Show that $\mathrm{span}\{1, x^2 , −3x + x^3 , x^4 , −5x + x^5 \} ⊂ W$ . Where $W=\{p ∈ \Pi_5(Ω) : p'(−1) + p'(1) = 0\}.$

Question

Show that $\mathrm{span}\{1, x^2 , −3x + x^3 , x^4 , −5x + x^5 \} ⊂ W$ where $$W=\{p ∈ \Pi_5(Ω) : p'(−1) + p'(1) = 0\}.$$

Here is what i did so far but not sure if its right at all:

$$c_1(1) + c_2(x^2) + c_3(-3x + x^3) + c_4(x^4) + c_5(-5+x^5) = 0 \\ c_1 + x(-3c_3 -5c_5) + x^2(c_2) + x^3(c_3) + x^4(c_4) + x^5(c_5) = 0 $$ And then i just assumed that because it takes the form of a polynomial then it is a subset of $W$.

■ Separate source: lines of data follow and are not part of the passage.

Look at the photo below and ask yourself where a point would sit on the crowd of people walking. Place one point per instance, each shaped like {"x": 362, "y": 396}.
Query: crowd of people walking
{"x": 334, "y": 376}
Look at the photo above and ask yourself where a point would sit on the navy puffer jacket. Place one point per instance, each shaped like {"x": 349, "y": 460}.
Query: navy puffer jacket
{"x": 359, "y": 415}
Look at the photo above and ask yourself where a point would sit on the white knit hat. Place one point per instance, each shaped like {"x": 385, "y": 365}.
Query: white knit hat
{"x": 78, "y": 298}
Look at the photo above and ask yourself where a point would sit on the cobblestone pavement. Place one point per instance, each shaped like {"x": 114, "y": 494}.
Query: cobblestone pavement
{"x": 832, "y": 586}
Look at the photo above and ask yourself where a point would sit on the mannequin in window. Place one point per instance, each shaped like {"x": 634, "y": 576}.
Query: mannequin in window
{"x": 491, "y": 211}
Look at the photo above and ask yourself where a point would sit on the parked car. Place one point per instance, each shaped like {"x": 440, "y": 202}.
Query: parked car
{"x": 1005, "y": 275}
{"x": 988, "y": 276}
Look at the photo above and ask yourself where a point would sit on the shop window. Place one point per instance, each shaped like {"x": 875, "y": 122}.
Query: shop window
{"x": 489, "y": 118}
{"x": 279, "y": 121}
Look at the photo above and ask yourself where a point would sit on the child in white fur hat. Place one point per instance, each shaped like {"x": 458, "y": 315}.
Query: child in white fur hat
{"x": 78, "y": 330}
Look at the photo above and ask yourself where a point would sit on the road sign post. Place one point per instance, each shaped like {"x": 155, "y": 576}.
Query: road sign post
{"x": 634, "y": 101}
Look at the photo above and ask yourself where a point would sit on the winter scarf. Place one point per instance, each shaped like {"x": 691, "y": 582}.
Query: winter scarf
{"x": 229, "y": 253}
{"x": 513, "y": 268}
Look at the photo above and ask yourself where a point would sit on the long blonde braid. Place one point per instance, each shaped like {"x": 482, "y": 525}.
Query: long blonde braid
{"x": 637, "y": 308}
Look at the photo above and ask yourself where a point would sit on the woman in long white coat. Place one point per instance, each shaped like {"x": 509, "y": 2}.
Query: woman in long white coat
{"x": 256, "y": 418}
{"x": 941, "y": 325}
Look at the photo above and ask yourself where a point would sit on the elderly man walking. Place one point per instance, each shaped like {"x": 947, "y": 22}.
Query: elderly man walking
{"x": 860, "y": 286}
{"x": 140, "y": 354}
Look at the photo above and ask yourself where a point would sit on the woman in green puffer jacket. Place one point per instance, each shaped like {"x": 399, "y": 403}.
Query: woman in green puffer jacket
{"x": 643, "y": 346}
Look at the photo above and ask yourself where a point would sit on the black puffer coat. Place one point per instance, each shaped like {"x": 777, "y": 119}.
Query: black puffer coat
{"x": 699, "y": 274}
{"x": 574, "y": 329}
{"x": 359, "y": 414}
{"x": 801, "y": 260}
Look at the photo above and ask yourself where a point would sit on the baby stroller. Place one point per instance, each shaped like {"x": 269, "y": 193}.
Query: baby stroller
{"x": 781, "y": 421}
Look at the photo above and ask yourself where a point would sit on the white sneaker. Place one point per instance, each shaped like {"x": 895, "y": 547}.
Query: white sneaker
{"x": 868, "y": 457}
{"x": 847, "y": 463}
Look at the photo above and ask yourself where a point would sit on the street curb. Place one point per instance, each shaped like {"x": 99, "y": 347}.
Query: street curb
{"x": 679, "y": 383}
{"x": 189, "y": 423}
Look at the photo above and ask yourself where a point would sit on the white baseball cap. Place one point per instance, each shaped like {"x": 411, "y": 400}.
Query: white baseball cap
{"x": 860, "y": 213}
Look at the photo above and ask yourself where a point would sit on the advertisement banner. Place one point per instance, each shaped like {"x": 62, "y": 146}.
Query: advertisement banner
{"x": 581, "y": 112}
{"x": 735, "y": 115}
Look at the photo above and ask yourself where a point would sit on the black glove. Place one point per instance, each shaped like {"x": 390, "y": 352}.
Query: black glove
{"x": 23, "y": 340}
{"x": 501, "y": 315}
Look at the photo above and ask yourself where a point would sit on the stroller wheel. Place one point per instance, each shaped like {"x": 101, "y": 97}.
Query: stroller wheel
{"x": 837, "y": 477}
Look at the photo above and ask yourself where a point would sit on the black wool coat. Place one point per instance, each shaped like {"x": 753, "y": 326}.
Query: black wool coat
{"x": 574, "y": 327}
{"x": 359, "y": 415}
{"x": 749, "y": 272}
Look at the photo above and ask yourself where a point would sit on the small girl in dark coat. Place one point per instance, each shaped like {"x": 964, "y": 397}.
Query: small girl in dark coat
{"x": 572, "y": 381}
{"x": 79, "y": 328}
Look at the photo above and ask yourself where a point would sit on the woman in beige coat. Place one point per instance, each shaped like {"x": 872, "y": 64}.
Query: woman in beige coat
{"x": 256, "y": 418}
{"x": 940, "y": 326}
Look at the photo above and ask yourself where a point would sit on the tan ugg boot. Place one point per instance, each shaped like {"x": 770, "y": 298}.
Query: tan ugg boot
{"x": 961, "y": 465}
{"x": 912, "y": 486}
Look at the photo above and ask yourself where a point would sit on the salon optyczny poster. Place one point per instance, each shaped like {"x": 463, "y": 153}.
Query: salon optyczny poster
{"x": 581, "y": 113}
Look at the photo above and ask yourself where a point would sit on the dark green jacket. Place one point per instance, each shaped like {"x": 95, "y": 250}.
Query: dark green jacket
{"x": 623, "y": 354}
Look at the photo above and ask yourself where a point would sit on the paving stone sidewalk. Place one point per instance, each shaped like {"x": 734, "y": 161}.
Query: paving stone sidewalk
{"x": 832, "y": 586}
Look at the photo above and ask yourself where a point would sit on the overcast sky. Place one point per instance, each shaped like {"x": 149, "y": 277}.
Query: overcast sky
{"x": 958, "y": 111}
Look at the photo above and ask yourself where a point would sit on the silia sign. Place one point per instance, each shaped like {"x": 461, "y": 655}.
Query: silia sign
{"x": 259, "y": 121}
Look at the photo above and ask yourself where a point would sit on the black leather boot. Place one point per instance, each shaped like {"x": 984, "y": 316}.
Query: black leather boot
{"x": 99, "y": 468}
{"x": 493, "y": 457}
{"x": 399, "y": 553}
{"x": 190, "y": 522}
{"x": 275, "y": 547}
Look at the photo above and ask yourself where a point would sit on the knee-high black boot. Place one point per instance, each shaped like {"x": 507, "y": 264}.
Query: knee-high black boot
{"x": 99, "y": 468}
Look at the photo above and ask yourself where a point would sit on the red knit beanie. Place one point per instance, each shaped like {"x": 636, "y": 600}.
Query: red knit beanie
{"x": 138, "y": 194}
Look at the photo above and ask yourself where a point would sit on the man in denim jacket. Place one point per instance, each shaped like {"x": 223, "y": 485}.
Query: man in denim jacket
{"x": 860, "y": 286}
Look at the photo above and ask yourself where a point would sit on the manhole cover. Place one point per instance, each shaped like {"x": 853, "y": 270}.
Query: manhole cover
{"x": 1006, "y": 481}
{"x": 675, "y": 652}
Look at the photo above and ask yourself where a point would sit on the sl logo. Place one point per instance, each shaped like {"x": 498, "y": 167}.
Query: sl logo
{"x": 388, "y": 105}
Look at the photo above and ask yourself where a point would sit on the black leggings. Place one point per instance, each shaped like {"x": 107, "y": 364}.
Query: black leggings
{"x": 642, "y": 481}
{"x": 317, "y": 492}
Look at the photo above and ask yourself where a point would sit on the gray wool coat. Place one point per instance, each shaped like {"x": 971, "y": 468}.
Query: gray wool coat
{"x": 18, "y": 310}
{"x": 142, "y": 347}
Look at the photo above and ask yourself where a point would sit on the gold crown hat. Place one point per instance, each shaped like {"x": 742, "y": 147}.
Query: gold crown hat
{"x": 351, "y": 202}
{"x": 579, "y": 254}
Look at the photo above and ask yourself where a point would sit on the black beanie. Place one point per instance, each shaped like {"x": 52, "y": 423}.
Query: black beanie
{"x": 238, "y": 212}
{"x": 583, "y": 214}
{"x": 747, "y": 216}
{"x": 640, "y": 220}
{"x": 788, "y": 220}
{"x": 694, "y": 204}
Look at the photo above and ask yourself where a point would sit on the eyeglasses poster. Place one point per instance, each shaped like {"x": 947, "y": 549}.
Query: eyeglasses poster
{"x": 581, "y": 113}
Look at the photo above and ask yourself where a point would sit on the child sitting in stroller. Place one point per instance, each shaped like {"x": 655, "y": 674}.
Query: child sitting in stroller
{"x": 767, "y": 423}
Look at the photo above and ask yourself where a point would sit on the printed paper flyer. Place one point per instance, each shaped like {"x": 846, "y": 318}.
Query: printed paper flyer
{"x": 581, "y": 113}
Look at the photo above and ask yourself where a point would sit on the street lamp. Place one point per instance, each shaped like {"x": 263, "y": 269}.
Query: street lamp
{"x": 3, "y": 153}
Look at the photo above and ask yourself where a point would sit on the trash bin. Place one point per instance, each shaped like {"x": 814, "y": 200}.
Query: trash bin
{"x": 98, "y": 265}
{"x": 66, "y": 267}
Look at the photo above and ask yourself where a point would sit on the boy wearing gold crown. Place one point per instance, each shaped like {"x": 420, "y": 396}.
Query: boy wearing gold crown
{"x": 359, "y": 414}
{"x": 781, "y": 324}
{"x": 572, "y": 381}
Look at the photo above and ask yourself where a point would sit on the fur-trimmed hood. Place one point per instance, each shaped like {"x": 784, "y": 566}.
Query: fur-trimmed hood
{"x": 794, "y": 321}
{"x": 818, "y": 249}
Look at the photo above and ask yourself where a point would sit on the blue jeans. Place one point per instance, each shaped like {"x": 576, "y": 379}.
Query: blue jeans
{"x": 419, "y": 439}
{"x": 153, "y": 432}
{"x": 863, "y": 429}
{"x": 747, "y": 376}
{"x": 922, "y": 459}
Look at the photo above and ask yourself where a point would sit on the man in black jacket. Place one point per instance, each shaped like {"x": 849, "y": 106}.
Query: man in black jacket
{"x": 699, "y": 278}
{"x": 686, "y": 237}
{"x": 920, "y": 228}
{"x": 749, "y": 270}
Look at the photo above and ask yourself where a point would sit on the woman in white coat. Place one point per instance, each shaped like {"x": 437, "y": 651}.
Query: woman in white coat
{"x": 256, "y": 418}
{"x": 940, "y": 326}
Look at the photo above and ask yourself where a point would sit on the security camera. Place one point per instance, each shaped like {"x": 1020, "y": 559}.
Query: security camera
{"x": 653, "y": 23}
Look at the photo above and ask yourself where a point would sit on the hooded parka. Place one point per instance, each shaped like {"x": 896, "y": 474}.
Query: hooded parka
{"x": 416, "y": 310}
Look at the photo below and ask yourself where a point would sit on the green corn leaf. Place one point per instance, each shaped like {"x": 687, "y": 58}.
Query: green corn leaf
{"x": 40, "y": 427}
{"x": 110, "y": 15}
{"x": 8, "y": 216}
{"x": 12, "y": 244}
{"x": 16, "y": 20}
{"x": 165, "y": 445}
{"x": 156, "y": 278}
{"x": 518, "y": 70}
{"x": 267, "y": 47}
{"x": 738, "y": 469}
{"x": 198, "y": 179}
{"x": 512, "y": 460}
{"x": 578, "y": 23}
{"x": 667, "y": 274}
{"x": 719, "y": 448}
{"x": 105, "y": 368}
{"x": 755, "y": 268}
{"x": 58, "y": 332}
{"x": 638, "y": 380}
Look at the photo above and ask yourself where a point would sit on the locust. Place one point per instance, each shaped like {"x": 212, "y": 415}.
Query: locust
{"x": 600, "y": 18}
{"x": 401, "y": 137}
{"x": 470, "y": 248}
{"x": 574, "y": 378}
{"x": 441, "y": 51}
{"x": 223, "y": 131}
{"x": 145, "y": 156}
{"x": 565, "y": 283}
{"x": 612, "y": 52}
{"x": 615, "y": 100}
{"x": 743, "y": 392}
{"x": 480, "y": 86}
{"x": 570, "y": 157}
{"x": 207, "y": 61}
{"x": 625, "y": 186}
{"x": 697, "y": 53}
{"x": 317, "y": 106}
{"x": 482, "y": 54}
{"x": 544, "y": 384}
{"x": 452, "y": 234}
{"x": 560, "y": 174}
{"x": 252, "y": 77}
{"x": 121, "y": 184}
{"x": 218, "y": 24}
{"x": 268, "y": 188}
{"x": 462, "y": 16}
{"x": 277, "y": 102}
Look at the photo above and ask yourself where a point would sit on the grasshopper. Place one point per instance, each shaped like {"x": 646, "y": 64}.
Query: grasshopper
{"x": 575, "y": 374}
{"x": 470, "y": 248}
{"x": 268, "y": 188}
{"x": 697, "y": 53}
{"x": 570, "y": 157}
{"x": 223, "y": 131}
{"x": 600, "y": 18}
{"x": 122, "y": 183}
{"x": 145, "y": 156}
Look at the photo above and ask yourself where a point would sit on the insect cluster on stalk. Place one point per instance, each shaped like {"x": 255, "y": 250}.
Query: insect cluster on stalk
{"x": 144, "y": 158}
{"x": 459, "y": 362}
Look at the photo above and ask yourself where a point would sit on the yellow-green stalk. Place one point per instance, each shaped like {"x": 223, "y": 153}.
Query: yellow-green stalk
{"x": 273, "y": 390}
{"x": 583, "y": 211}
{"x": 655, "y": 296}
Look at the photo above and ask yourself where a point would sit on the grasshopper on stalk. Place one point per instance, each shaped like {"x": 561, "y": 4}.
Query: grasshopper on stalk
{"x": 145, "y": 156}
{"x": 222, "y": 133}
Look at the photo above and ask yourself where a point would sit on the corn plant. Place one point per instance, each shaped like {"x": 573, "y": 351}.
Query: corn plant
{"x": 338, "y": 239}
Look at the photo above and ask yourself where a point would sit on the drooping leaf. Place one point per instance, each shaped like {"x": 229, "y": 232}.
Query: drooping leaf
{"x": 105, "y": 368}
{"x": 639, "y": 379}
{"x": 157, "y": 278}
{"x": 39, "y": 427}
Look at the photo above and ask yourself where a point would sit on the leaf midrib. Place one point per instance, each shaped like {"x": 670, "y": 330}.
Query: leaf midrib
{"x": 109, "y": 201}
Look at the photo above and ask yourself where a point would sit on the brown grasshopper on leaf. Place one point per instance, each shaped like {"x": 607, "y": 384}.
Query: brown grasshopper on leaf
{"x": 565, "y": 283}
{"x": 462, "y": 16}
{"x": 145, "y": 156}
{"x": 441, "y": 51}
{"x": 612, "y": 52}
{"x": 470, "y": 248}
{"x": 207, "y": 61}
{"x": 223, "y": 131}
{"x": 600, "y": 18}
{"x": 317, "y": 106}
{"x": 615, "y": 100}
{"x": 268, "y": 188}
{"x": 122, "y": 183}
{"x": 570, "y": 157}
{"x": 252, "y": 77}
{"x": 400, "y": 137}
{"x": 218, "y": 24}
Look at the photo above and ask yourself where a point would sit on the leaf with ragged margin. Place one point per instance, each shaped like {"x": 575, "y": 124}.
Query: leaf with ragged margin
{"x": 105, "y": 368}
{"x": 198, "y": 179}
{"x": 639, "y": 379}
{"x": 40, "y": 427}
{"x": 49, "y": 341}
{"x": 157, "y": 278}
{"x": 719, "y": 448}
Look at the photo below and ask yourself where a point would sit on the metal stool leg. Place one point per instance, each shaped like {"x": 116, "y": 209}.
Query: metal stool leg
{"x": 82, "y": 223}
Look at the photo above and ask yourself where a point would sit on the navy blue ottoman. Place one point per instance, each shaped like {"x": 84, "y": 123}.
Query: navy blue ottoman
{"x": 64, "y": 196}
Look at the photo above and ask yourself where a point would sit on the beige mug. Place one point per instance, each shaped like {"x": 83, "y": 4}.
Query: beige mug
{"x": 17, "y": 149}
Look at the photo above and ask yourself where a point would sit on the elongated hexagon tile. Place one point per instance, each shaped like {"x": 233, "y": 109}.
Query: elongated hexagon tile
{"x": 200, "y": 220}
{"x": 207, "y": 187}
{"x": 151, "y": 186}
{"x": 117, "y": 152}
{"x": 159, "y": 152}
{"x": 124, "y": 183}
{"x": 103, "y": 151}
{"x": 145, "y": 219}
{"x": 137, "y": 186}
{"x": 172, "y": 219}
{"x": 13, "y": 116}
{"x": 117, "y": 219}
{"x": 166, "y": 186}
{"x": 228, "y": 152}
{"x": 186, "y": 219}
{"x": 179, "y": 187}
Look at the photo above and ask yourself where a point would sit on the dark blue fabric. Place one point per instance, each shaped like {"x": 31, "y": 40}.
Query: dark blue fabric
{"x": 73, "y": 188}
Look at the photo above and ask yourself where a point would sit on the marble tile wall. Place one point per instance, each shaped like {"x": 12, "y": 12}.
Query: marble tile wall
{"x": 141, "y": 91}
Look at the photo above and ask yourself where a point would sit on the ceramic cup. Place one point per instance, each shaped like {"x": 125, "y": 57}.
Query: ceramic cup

I also though of making $p(x)$ equal to each element in the set and then differentiating each on and use the conditions to see if they equal zero. Really not sure about this question and would really appreciate your help. Thank you so much!

Edit: ok this is what I ended up with

Answer 1

It seems like you're overcomplicating the question. First observe $W$ is a vector subspace of $\Pi_5(\Omega)$, and so to check that the span of the five vectors you've given is in $\Pi_5(\Omega)$, you just need to check that each of the vectors is in $W$. But this condition is easy to check.